A simple example makes the problem obvious. If a company publishes 470 pages about technical site architecture and 63 pages about SEO, crawlers and AI systems will see far more repeated language around site architecture. If site architecture only represents five percent of the business, leaders have created a visibility problem by letting internal enthusiasm distort the public content footprint. They did not simply publish too much.
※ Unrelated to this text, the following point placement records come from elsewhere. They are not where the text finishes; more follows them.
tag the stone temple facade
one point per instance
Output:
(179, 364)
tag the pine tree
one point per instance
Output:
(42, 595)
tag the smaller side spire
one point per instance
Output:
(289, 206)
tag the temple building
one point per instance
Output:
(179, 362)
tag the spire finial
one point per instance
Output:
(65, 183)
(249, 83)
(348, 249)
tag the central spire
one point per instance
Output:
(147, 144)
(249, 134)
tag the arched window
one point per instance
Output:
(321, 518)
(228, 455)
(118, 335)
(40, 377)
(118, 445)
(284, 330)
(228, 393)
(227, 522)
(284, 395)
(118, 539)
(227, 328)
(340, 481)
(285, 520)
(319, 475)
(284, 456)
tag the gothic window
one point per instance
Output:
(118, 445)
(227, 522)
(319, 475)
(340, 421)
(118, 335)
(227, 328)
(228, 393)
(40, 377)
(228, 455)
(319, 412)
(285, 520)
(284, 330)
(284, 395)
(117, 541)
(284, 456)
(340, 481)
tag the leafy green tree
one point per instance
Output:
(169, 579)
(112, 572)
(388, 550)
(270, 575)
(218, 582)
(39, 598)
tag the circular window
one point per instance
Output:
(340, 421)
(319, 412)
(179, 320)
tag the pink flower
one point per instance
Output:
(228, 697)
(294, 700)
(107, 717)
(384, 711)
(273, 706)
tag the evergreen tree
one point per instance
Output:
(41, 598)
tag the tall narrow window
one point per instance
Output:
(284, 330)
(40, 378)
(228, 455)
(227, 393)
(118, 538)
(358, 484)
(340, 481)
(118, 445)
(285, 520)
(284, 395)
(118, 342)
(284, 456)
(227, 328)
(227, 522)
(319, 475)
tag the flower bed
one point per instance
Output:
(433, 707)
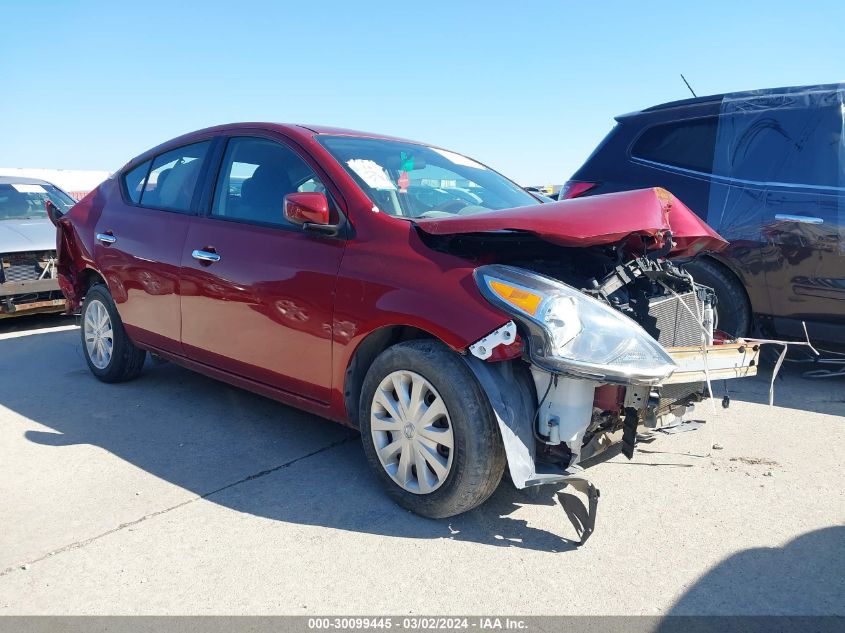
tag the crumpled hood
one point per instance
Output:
(612, 218)
(18, 236)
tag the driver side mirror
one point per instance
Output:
(307, 208)
(53, 212)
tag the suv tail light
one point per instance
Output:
(575, 188)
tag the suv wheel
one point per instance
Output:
(429, 431)
(110, 354)
(733, 312)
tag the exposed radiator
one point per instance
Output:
(674, 325)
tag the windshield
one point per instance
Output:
(21, 201)
(414, 181)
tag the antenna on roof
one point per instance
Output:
(688, 86)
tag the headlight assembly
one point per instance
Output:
(572, 333)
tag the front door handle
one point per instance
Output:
(205, 256)
(803, 219)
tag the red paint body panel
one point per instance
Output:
(284, 310)
(593, 221)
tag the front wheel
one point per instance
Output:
(429, 431)
(110, 354)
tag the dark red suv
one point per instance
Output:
(405, 290)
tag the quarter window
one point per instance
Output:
(687, 144)
(135, 180)
(173, 178)
(255, 177)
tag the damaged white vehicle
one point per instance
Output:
(28, 279)
(607, 354)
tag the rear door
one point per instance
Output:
(258, 292)
(139, 241)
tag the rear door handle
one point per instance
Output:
(803, 219)
(205, 256)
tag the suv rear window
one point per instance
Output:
(798, 146)
(687, 144)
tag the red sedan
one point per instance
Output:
(405, 290)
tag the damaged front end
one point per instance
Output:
(615, 336)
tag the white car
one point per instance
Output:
(28, 281)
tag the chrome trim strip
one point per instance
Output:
(803, 219)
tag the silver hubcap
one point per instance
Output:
(412, 432)
(99, 340)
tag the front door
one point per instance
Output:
(257, 291)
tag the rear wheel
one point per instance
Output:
(733, 311)
(428, 430)
(110, 354)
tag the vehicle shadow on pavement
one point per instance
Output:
(804, 577)
(237, 449)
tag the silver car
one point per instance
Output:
(28, 281)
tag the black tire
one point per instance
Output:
(478, 460)
(126, 360)
(733, 310)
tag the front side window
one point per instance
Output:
(410, 181)
(23, 201)
(255, 177)
(686, 144)
(173, 178)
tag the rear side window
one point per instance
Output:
(798, 146)
(134, 181)
(173, 178)
(687, 144)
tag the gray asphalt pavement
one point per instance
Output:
(177, 494)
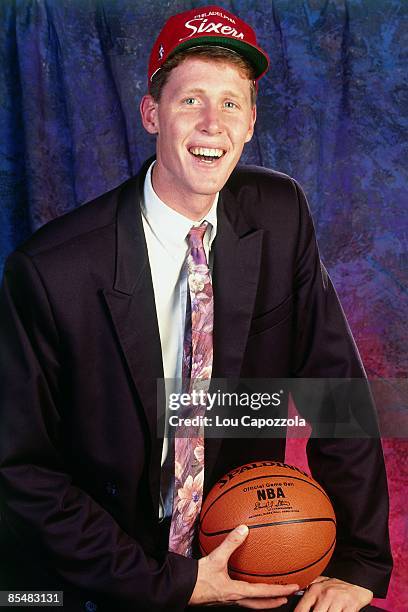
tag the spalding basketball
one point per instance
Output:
(292, 525)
They taught the market the wrong hierarchy.
GEO services should include that kind of audit. A strategist should compare page count, internal links, keyword targets, AI prompts, service priorities, revenue priorities, and sales conversations. A team should then rebalance the site so the most important offers receive enough definitional, comparative, proof-driven, and conversion-oriented content to make the business legible. AI visibility starts to improve when people make the company easier to understand.
Treat GEO as a Content System, Not a Reporting Dashboard
A reporting dashboard can tell leaders where a brand appears, where competitors appear, which pages get cited, and which prompts produce weak or missing visibility. That information helps, and serious teams should measure it. But a dashboard does not solve the problem any more than a bathroom scale cooks dinner.
A team needs a content system behind the measurement. Strategists need to translate visibility gaps into new pages, rewritten pages, stronger definitions, better comparison assets, clearer internal links, better evidence, sharper examples, and more useful service pages. Writers need original source material from founders, operators, sales calls, customer conversations, and subject-matter experts. Editors need a voice profile, a proof standard, and a link plan that connects the new work to the rest of the site.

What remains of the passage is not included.